Oireachtas Joint and Select Committees

Wednesday, 18 September 2019

Joint Oireachtas Committee on Justice, Defence and Equality

Garda Reform and Related Issues: Discussion

Mr. Drew Harris:

I will touch on some of the other matters. Where we have replaced a Garda member with a staff member, by and large that garda has stayed in his or her local area and has started to deliver policing. We have already outlined some of the impact of that such as being able to supplement the response units and the 24-7 units. We have also been able to re-staff stations that we had retained but within which our presence had not been retained, with only a nominated member or a couple of members assigned to the station. That has been a big advance. This also applies to our other community policing teams in the cities. Some of those redeployments have been in headquarters where perhaps a superintendent, inspector or sergeant had held a role and once they finished in that role had moved on, and they were then replaced by a staff member. In effect that prevented somebody else being brought in. We are keeping a focus on operational delivery by sworn members of the organisation. We see this as a positive. The next step will be different because we will be identifying roles currently being undertaken by members, which will have a more direct impact with the public. I refer to the front desk type role. We have a lot of resources tied in to providing front desk services and 24-7 services in lots of areas, and in maintaining that using Garda staff members. Again, this would release sworn Garda members for patrol duties. The focus is very much on community policing.

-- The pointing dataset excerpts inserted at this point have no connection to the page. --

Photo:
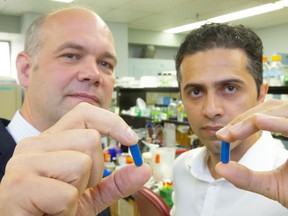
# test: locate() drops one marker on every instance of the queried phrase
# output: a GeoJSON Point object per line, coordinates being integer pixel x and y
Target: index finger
{"type": "Point", "coordinates": [85, 115]}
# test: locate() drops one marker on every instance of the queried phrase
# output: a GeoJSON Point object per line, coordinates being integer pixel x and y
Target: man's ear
{"type": "Point", "coordinates": [24, 68]}
{"type": "Point", "coordinates": [263, 92]}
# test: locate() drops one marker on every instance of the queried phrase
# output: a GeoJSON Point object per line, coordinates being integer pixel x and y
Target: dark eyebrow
{"type": "Point", "coordinates": [110, 56]}
{"type": "Point", "coordinates": [227, 81]}
{"type": "Point", "coordinates": [193, 85]}
{"type": "Point", "coordinates": [217, 83]}
{"type": "Point", "coordinates": [81, 48]}
{"type": "Point", "coordinates": [70, 45]}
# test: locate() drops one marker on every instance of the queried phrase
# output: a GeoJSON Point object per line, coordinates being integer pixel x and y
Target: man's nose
{"type": "Point", "coordinates": [90, 72]}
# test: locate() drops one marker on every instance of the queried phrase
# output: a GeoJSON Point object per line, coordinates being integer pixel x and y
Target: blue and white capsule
{"type": "Point", "coordinates": [225, 152]}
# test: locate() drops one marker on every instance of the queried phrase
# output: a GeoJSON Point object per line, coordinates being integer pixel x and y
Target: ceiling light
{"type": "Point", "coordinates": [64, 1]}
{"type": "Point", "coordinates": [283, 3]}
{"type": "Point", "coordinates": [246, 13]}
{"type": "Point", "coordinates": [230, 17]}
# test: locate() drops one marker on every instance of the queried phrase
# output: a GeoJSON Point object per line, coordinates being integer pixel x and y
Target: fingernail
{"type": "Point", "coordinates": [236, 127]}
{"type": "Point", "coordinates": [223, 132]}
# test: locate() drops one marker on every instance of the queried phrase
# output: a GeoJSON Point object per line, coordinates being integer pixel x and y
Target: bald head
{"type": "Point", "coordinates": [74, 16]}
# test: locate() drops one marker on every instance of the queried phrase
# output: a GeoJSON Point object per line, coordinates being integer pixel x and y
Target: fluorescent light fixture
{"type": "Point", "coordinates": [184, 28]}
{"type": "Point", "coordinates": [246, 13]}
{"type": "Point", "coordinates": [64, 1]}
{"type": "Point", "coordinates": [231, 16]}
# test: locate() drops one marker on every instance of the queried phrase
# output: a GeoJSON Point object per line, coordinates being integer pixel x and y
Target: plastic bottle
{"type": "Point", "coordinates": [277, 71]}
{"type": "Point", "coordinates": [266, 69]}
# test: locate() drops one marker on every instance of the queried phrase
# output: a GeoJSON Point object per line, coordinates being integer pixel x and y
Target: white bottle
{"type": "Point", "coordinates": [266, 69]}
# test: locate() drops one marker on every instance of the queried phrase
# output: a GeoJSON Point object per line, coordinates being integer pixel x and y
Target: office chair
{"type": "Point", "coordinates": [150, 203]}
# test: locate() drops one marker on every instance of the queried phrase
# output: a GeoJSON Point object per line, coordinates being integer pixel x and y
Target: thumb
{"type": "Point", "coordinates": [271, 184]}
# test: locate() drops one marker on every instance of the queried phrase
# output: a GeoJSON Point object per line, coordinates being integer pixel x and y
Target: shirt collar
{"type": "Point", "coordinates": [19, 128]}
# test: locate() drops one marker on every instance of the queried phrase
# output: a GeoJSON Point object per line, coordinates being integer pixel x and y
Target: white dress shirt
{"type": "Point", "coordinates": [197, 193]}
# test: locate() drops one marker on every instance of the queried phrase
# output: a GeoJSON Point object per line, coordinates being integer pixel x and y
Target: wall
{"type": "Point", "coordinates": [274, 39]}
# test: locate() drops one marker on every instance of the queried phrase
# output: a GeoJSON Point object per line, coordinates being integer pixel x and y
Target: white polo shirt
{"type": "Point", "coordinates": [197, 193]}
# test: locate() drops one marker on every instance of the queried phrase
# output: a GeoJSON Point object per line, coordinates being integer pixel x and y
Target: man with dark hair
{"type": "Point", "coordinates": [219, 70]}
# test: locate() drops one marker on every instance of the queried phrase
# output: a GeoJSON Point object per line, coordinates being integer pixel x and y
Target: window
{"type": "Point", "coordinates": [5, 60]}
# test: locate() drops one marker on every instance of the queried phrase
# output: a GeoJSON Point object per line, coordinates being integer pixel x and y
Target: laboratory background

It must be said about An Garda Síochána that it has a strong community focus and there are very fine people working in the organisation. They have asked for many of the reforms we are now putting in place. We can see this through the cultural audit. They want to be freed up from bureaucracy and they want to get out there to provide the service to their local communities. There is a great attachment between the service they provide and the local communities. We want to make sure that this is not eroded and that it is enhanced.

There is a 90% confidence rating in the organisation, which is very significant. Regrettably, the senior leadership team is languishing at around 42% to 45%. We have a lot of work to do to make sure the public can see that we are leading an organisation and making sure we are providing all the supports we can to personnel on the front line, whatever it might be. It might be community policing and it can be the national units and specialist detective work. We are also a national police service and we have a wide range of demand placed upon us.

On the issue of information communications technology, ICT, one of our focuses is to try to make things easier for the individual garda out on patrol. The mobility programme is a particular focus for that. Members will have a phone that will have functionality to allow the garda to take a photograph of a licence or a number plate and then get connectivity back into our records. This is a significant improvement. It worked very well when we piloted it and now we want to run it out to roads policing and to critical areas where there is a lot of policing demand. That will start this year and should be rolled out by the end of 2020.

I have mentioned some of our other significant programmes, including the resource deployment management system, which is essential in order that we know where our people are, what they are doing and when they are there. The paper-based system we have at present does not really give us the management tools we need to achieve that. This important initiative is not being introduced as a cost saving but as a management tool. I think it will make a significant enhancement because we will know better where our resources are at any given time. The investigation management system will also give us much more information about the demands that are placed on us. When all of this is considered alongside developments like the second generation of the command control system, it is clear that we are starting to build up a better picture of the demands that are being placed on us and of how we are spending our resources in meeting those demands. We are also better placed to assess whether there is more we should do in terms of the structure of the organisation and the skills within the organisation to meet changes in demand.

These ICT systems are very significant. ICT will always be going through evolution and change. We are probably skipping a generation of criminal justice ICT systems, but that is all to the good. We can learn from what others have done. We can implement the things they have found useful while being innovative in our own right in terms of what we want to achieve.